Unmanifestable Dispositions

This morning I’ve been thinking about dispositions that cannot be manifested: that is, dispositions to phi under circumstances C, where either phi-ing or circumstances C are metaphysically impossible.

One thing I’m interested in is whether there are any such dispositions. Another is whether anything has such a disposition. Prima facie, there are some reasons to answer yes to both questions. I think, for instance, that I have a disposition to be puzzled when presented with a round square object.

In response to this suggestion, however, Daniel pointed out that a certain amount of coarse-graining about dispositions would enable us to accommodate that disposition without believing in dispositions which cannot be manifested. My disposition to be puzzled when presented with a round square object may be identical to my disposition to be puzzled when presented with an interesting and surprising object that I didn’t think existed, and this disposition can of course be manifested.
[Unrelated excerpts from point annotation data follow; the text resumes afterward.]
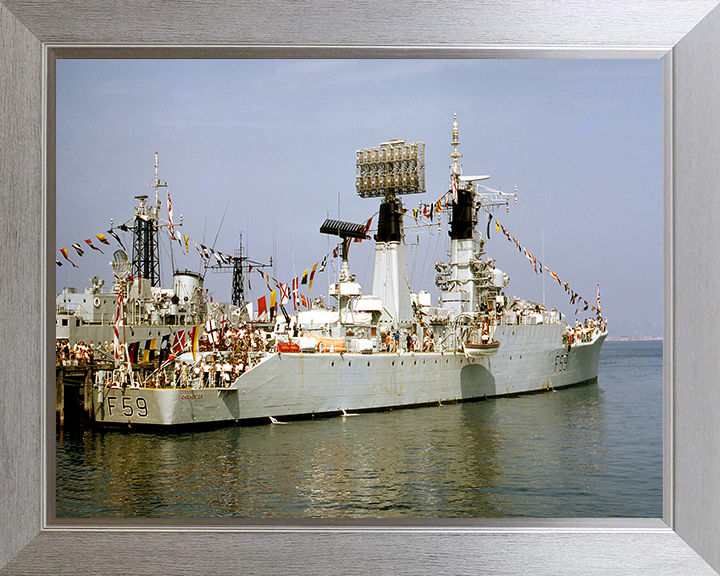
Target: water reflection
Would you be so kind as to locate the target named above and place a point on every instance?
(539, 455)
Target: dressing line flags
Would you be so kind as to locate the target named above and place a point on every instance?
(538, 266)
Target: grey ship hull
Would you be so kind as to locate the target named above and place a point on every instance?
(284, 385)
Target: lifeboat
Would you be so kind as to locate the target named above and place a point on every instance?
(474, 350)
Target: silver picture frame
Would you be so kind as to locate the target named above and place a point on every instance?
(684, 33)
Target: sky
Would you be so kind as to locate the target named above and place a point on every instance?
(266, 148)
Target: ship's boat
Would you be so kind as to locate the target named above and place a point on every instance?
(474, 350)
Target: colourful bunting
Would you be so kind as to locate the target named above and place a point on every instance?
(89, 243)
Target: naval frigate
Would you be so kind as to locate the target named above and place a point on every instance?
(476, 343)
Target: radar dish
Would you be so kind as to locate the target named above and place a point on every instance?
(120, 264)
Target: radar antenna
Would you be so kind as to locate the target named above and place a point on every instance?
(120, 264)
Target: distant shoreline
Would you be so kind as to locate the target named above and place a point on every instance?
(631, 338)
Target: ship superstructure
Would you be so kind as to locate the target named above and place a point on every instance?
(390, 348)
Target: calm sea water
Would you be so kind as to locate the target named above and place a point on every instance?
(591, 451)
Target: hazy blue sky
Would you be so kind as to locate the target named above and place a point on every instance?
(274, 142)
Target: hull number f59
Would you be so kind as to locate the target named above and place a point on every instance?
(128, 407)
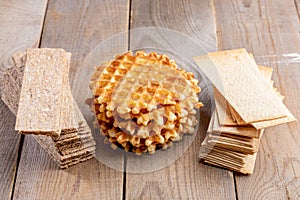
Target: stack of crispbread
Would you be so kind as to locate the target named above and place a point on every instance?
(46, 91)
(246, 104)
(144, 102)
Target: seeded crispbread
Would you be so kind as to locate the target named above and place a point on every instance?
(42, 87)
(236, 79)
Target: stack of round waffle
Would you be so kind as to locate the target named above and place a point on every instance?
(143, 102)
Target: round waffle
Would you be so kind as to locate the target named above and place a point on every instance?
(143, 102)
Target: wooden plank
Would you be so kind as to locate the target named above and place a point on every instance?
(185, 178)
(9, 146)
(21, 23)
(77, 26)
(269, 29)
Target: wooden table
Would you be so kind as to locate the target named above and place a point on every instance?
(268, 28)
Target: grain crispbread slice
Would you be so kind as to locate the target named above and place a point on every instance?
(13, 77)
(236, 81)
(39, 105)
(235, 130)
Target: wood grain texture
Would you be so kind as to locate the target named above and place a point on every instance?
(9, 146)
(21, 25)
(185, 178)
(77, 26)
(269, 29)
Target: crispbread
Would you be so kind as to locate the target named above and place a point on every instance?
(40, 105)
(236, 81)
(236, 130)
(67, 118)
(68, 139)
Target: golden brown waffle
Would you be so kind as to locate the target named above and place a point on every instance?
(143, 102)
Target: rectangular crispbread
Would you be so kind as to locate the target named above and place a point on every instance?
(41, 93)
(61, 148)
(232, 74)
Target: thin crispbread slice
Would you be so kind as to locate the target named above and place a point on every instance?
(236, 79)
(236, 130)
(267, 74)
(223, 112)
(40, 99)
(14, 82)
(67, 115)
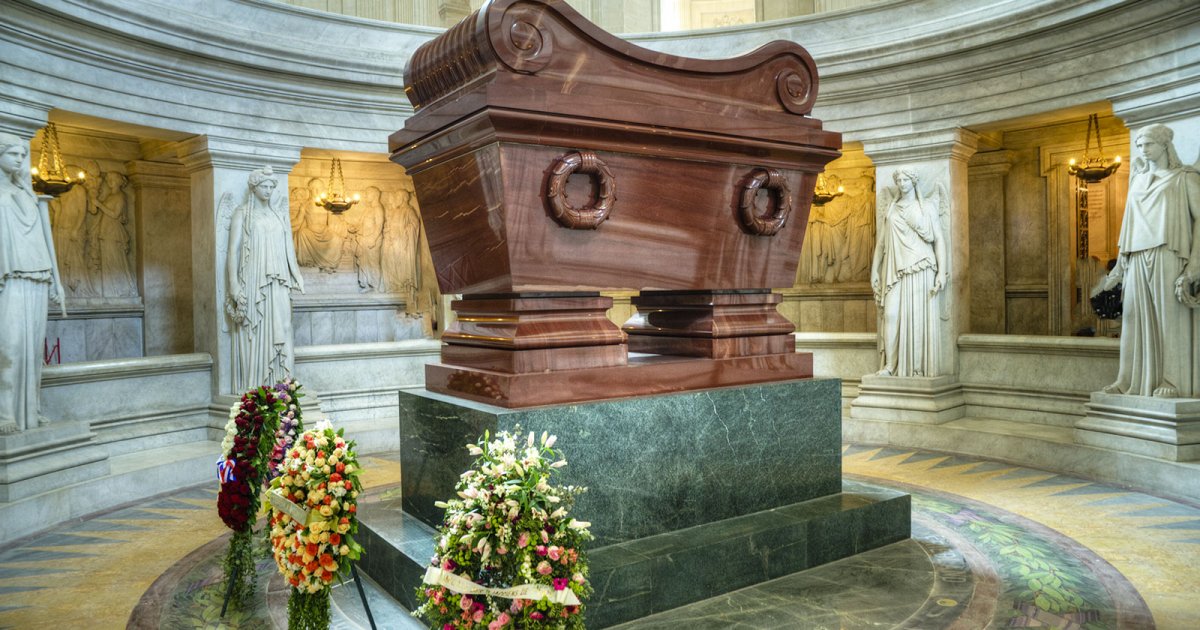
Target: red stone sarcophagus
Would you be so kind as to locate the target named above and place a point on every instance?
(552, 160)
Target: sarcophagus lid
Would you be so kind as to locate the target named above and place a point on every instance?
(549, 155)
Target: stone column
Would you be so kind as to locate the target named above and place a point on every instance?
(219, 166)
(940, 159)
(987, 177)
(163, 229)
(1165, 429)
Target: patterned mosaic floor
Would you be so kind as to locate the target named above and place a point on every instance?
(994, 545)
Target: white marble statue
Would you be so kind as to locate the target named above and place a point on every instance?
(367, 228)
(1159, 268)
(28, 276)
(907, 275)
(262, 273)
(817, 253)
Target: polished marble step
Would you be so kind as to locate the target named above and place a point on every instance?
(639, 577)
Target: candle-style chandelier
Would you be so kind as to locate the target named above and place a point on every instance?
(1093, 168)
(827, 190)
(336, 201)
(51, 174)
Lewis’s counterfactual account of dispositions in ‘Finkish Dispositions’, combined with his view that counterpossible conditionals are trivially true, delivers that everything has every disposition to phi in circumstances C for impossible C. But this does not by itself entail that there are any dispositions which cannot be manifested, since these trivial dispositions may for all we’ve said so far be identical to more familiar, manifestable, ones.

Nevertheless, for those of us inclined to be abundant with our dispositions, I think there is some reason to believe in unmanifestable dispositions (and instantiations thereof). And I don’t see any special reason why there shouldn’t be such things, given that dispositions don’t need to be manifested in order to be instantiated.